Performed at the end of August 2023 at the Edinburgh Festival Fringe, this production was advertised as combining music, dance and storytelling. The circular theatre, with some of the audience sitting on cushions in front, did indeed create the perfect ambience for storytelling in an atmosphere of inclusive intimacy.
The performance brought quintessentially Indian stories, relevant for women and societies globally, from the East to the West. Draupadi, the wife of the five Pandava brothers in the Indian epic, the Mahabharata, confides in Penelope, the wife of Ulysses in Homer’s epic, The Odyssey. Both mythological women concede they are restless souls whose need to tell their stories remains urgent as the tensions, injustices and violence they have experienced continue, needing to be told again in their own voices to correct the narratives.
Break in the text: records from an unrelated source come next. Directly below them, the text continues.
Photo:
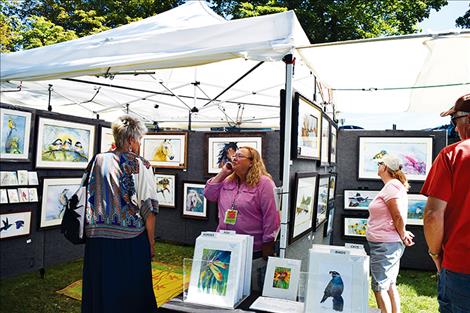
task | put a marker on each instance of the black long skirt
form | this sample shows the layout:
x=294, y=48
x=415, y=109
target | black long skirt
x=117, y=276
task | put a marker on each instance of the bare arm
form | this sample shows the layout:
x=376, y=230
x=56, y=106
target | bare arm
x=150, y=227
x=406, y=236
x=434, y=227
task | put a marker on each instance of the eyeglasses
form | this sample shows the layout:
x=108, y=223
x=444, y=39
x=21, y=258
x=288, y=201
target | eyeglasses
x=454, y=118
x=240, y=156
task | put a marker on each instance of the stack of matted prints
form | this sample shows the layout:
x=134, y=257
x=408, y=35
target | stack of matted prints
x=281, y=284
x=337, y=280
x=221, y=269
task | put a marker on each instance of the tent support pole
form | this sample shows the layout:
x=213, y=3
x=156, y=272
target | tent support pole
x=289, y=60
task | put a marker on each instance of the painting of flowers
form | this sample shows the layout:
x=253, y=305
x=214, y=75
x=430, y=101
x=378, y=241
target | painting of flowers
x=415, y=154
x=64, y=144
x=15, y=128
x=355, y=227
x=281, y=277
x=213, y=276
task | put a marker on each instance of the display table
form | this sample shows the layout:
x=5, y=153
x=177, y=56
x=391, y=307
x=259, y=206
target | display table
x=177, y=305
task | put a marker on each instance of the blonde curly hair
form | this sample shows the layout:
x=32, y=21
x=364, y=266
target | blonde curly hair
x=255, y=172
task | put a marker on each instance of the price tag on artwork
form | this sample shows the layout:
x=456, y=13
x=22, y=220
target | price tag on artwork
x=231, y=217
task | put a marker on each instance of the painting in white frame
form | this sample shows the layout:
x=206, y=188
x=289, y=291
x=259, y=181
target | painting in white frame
x=282, y=278
x=303, y=210
x=56, y=192
x=359, y=199
x=308, y=128
x=63, y=144
x=416, y=204
x=107, y=140
x=220, y=149
x=321, y=205
x=15, y=129
x=325, y=141
x=165, y=150
x=166, y=185
x=15, y=224
x=354, y=226
x=415, y=154
x=9, y=178
x=194, y=202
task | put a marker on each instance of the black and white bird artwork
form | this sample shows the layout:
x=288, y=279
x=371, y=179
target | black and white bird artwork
x=335, y=289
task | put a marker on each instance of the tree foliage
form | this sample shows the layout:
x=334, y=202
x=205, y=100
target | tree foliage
x=33, y=23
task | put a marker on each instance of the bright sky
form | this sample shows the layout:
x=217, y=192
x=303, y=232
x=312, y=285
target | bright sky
x=438, y=22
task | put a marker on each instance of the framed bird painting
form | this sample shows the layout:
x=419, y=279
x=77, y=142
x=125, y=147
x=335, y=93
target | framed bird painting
x=55, y=194
x=415, y=154
x=15, y=224
x=15, y=130
x=63, y=144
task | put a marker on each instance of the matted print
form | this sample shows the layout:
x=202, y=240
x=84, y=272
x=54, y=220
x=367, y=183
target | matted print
x=15, y=129
x=415, y=153
x=321, y=205
x=282, y=278
x=333, y=143
x=359, y=199
x=55, y=194
x=306, y=128
x=416, y=204
x=303, y=208
x=107, y=140
x=165, y=150
x=194, y=202
x=165, y=189
x=15, y=224
x=64, y=144
x=221, y=148
x=354, y=226
x=325, y=141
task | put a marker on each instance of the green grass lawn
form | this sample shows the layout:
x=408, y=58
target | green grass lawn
x=30, y=293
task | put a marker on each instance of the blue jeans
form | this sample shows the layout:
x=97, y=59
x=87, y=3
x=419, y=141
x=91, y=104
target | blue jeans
x=453, y=292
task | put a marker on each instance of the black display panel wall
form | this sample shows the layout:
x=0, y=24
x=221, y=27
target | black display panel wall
x=415, y=257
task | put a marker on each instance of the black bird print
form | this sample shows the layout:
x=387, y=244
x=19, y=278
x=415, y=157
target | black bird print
x=335, y=289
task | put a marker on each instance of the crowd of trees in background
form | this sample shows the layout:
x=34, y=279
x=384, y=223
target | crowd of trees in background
x=26, y=24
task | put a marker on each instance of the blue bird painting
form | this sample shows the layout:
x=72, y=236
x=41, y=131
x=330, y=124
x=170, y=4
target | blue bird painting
x=6, y=225
x=335, y=289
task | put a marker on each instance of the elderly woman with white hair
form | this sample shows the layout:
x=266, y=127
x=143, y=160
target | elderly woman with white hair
x=386, y=233
x=120, y=227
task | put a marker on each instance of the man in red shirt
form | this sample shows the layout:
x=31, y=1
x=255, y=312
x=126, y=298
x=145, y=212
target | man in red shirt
x=447, y=214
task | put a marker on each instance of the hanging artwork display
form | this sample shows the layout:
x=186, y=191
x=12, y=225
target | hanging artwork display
x=216, y=273
x=63, y=144
x=338, y=280
x=321, y=204
x=165, y=189
x=306, y=128
x=194, y=202
x=416, y=204
x=332, y=186
x=107, y=140
x=165, y=150
x=333, y=142
x=415, y=154
x=359, y=199
x=15, y=129
x=303, y=206
x=15, y=224
x=55, y=194
x=354, y=226
x=282, y=278
x=325, y=140
x=222, y=146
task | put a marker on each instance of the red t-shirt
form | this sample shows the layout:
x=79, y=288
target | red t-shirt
x=449, y=180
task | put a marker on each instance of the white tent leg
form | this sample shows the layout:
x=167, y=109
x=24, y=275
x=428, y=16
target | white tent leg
x=289, y=60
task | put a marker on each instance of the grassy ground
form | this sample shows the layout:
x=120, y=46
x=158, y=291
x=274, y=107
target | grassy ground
x=30, y=293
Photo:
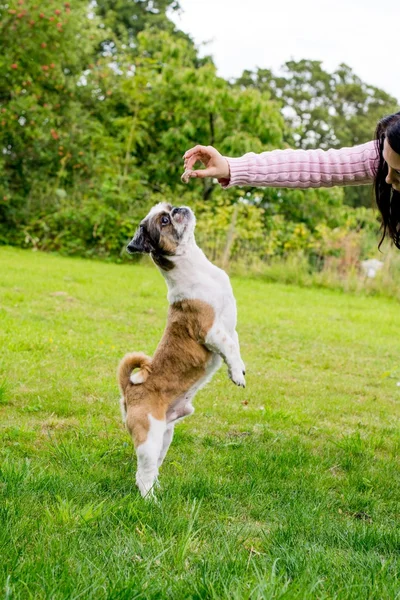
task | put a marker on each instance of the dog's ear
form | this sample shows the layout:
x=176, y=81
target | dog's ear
x=140, y=242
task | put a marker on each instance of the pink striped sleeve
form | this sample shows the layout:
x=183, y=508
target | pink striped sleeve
x=305, y=168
The narrator and scriptwriter, Agomoni Ganguli-Mitra, a Senior Lecturer in Bioethics and Global Health Ethics at the University of Edinburgh, also plays Penelope, to whom Draupadi narrates her own story and that of other women in the Mahabharata. The telling is graceful and mesmerising. Feminine angst and resistance are powerfully conveyed by dancers trained in Indian classical dance – in Kathak, Bharatnatyam, Kuchipudi, contemporary dance and belly dance. There is a captivating dialogue between the dancers and the musicians who use Indian classical ragas and talas, blending these with Western classical and jazz, as well as tunes from the films of director Satyajit Ray.
One of the characters, Gandhari, who is married without her prior knowledge to a blind king, chooses to blindfold herself, yet sees everything. Draupadi, who was married to the five Pandava brothers without being consulted, was betrayed by them in a game of chess with their opponents, where they lost her person to the enemy. Hidimbi serves her husband’s family selflessly, but is abandoned with child after a year. Kunti is raped by a god, gives birth to a son she has to give away, and witnesses her first born and five other sons pitted against each other in a mighty battle. Chitrangada, a warrior princess, has to resort to her feminine beauty to win the man she loves.
The wrongs suffered by these women give rise to a solidarity and sisterhood with Penelope in challenging patriarchal power. The modern resonances are apparent. Chitrangada, training to be a warrior, also practises wearing high-heels, raising pointed questions – why? for whom? Kunti considers an abortion – the overturning of Roe v. Wade in the US leaves many women furious and in despair. The parallels to society today are clear, though there are no immediate resolutions offered to the patriarchy, which continues to constrain women today.
In this performance, Eastern women speak for themselves to a sympathetic Western woman, bridging the gap between East and West. This production of What Draupadi Said to Penelope is sponsored by networks at the University of Edinburgh. South Asian women are an integral part of the British community; their stories, brought to mainstream audiences, confirm the universality of women’s experience in a riveting performance that Theiya Arts would like to take across the UK to diverse audiences.